The cavernous fulfillment center is filled with the din of miles of conveyor belts, boxes being folded and filled and taped closed, yellow totes stacked and unstacked, a corps of orange robot trolleys moving racks of merchandise from one human workstation to another.

At one of those stations on the fourth floor, Mary Peters, who lives in Tukwila, took a moment away from moving items from bins on robot-delivered racks into totes of customer orders. These workstations were already more than 6 feet apart from each other, so not much change was needed here. A well-stocked sanitation station with hand sanitizer and disinfectant wipes is a few steps away. That’s the case throughout most of the building.

Peters, who began working for Amazon last September, described a “really hectic” few months as safety changes were implemented amid broader coronavirus fears.

“It did change to a better stage, where I know I’m safe working here,” she said from behind the blue and green BFI4 buff with a Seattle skyline covering her nose and mouth.

Some employees have worried that time spent on COVID-related safety measures, such as washing hands, cleaning workstations, talking to human resources or being tested on site, would cause their closely monitored productivity rates to suffer. Flagging productivity has, in the past, led to termination. Cheeseman said any employee can take the time they need for COVID-related tasks “without impact.”

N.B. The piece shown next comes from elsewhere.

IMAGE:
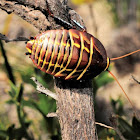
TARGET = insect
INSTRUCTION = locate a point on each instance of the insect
(70, 54)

Other COVID-driven changes have sapped the output of the facility as a whole. Two employees used to work side-by-side loading boxes into the backs of outbound semitrailers. “That creates a certain amount of efficiency of how many trailers you pack,” Cheeseman said.

Now, due to distancing requirements, only one person can load the trailers at a time. Cheeseman said Amazon has eased productivity expectations.

Amazon’s operations leaders continue to evaluate new measures to improve safety, restore efficiency and prepare for what is typically a rush of hiring ahead of the holiday, or “peak,” season, Cheeseman said. 

The company hired 175,000 workers in March and April to handle the flood of pandemic orders  and said 125,000 of them would be offered regular, full-time work beginning this month.

“We know we’re still going to have a holiday season at Amazon and so while we feel very stabilized and very confident in the safety of our buildings and associates, we’re also still meeting daily, looking at new measures, looking at what we could do further,” she said.